Ali Pockstaller encontrou um lavrador cinquentão, de olhos azuis e pele alva, mas bastante queimada de Sol. Chamava-se Mariano Alves de Oliveira. Natural de Rubelita, em Minas Gerais, o assentado fez questão de mostrar para o forasteiro umas sementes de gergelim que armazenava com muito zelo. “Veja só que belezinhas! Elas me salvaram durante o período mais bravo da pandemia”, contou. Naquela fase tão difícil, a maioria das hortaliças que Oliveira produzia e negociava perdeu mercado. Em compensação (e por razões que o agricultor não sabia explicar), a demanda pelo gergelim aumentou. Cultivá-lo assegurou o sustento dele e de seus familiares. “O gergelim é meu amigo”, resumiu o mineiro, depois de detalhar o comportamento da herbácea. À medida que se expressava, sempre de modo cordial, Oliveira parecia acariciar os grãos.
O visitante se emocionou com o relato. “Nas metrópoles, não temos o hábito de reverenciar as plantas, ainda mais quando se trata de um espécime que julgamos sem graça.
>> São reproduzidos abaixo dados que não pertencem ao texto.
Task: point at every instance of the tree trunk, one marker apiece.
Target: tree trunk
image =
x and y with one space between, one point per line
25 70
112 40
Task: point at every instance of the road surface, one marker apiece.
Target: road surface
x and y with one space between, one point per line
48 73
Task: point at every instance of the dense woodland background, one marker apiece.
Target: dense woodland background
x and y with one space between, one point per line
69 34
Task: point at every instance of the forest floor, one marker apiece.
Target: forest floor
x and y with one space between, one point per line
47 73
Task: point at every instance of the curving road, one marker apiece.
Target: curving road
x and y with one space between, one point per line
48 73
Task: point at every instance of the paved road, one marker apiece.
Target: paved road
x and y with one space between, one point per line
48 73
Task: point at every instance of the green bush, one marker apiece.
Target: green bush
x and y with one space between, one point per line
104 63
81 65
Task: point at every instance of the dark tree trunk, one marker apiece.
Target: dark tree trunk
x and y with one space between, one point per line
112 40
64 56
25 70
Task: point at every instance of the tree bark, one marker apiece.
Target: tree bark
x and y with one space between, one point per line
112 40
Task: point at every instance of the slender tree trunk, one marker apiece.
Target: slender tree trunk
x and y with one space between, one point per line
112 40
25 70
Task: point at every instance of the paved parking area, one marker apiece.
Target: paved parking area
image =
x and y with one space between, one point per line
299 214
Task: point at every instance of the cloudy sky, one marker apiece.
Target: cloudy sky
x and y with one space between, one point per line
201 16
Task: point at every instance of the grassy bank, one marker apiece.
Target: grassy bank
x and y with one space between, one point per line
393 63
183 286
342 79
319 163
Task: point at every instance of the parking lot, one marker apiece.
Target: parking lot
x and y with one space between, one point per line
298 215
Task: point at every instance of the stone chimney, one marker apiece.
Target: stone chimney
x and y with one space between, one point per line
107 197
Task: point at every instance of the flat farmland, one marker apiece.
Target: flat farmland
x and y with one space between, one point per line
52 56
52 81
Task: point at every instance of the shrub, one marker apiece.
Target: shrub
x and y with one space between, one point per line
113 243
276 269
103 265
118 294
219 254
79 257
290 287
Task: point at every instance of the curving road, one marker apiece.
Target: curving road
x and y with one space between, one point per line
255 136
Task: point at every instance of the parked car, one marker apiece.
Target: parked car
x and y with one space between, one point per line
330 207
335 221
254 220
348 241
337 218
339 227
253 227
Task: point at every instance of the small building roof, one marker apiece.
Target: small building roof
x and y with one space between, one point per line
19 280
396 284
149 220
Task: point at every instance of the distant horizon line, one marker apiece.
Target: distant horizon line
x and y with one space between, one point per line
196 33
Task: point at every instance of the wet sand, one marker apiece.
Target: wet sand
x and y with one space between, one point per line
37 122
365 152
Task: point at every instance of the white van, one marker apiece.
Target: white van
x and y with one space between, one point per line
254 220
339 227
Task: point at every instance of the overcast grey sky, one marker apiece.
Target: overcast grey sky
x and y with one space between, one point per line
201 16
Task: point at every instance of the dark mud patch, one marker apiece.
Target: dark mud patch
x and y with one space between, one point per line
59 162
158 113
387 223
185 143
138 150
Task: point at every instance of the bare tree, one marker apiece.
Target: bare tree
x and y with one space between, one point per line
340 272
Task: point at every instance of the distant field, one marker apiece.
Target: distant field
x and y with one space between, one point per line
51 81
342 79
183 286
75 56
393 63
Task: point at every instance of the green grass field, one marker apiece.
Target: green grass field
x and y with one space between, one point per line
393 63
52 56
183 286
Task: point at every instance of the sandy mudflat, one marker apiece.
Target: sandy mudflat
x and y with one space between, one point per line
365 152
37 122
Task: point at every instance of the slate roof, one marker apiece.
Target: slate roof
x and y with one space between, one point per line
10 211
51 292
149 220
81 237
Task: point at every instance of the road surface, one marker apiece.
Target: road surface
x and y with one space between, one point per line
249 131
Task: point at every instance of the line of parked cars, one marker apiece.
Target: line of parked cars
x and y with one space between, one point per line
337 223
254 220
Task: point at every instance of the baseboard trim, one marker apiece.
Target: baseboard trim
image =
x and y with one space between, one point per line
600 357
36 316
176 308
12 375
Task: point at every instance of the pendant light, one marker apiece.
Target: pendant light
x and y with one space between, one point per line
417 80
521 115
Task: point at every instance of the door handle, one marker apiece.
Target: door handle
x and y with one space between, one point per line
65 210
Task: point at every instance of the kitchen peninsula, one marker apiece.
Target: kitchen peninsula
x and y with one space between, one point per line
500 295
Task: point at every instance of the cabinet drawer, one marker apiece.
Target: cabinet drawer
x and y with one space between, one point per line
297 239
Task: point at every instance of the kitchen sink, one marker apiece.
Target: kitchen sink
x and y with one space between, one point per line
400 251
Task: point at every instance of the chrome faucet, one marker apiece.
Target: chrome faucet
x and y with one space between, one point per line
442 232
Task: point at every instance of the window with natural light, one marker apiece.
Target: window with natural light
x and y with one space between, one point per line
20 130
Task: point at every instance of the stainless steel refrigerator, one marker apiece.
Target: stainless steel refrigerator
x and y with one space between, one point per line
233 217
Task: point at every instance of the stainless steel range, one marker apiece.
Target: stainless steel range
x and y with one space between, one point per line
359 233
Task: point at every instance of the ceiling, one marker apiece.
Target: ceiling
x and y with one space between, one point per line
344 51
Aquele lavrador enxergava a beleza sutil do gergelim e não o considerava inanimado. Falava da personalidade dele como se estivesse descrevendo um bicho de estimação”, relembra Pockstaller, que completou 33 anos em agosto.
O episódio contribuiu para o carioca definir melhor os objetivos de uma empreitada que arquitetava havia um bom tempo. Surfista e lutador eventual de jiu-jítsu, o jovem graduou-se em relações internacionais e cursou um mestrado sobre resolução de conflitos, que não terminou por causa de “uma tremenda ansiedade”. Enquanto transitava pelo universo acadêmico, descobriu os ensinamentos do geneticista suíço Ernst Götsch, radicado desde 1982 num pequeno município baiano, Piraí do Norte, onde concebeu os princípios da agricultura sintrópica. O método possibilita o reflorestamento de regiões degradadas em paralelo ao plantio de legumes, frutas, verduras, ervas, cereais e leguminosas sem o emprego de fertilizantes sintéticos ou defensivos agrícolas industrializados. O lei­go que observar um ecossistema do gênero se imaginará diante de um bosque virgem. Não perceberá que o matagal é também uma lavoura.
Oito anos atrás, com o intuito de aplicar as lições do geneticista, Pocks­taller adquiriu um terreno de 2 mil m2 em São Conrado, bairro do Rio à beira-mar. A propriedade se localiza num vale agradável, próximo das turísticas pedras Bonita e da Gávea. A Mata Atlântica cobre parte considerável do espaço, que abriga uma casa térrea de traços modernistas e apenas um dormitório. O rapaz começou a transformação do vasto quintal logo que se instalou na residência. Com as próprias mãos, semeou várias espécies (comestíveis ou não) dentro da floresta nativa. Dessa maneira, criou uma área de agricultura sintrópica em plena capital fluminense. Uma das consequências mais intrigantes da técnica é a cooperação que se estabelece entre as plantas. Não à toa, a Mata Atlântica impulsionou o desenvolvimento dos vegetais cultivados pelo carioca, que revitalizaram a flora original, justamente como Götsch preconiza.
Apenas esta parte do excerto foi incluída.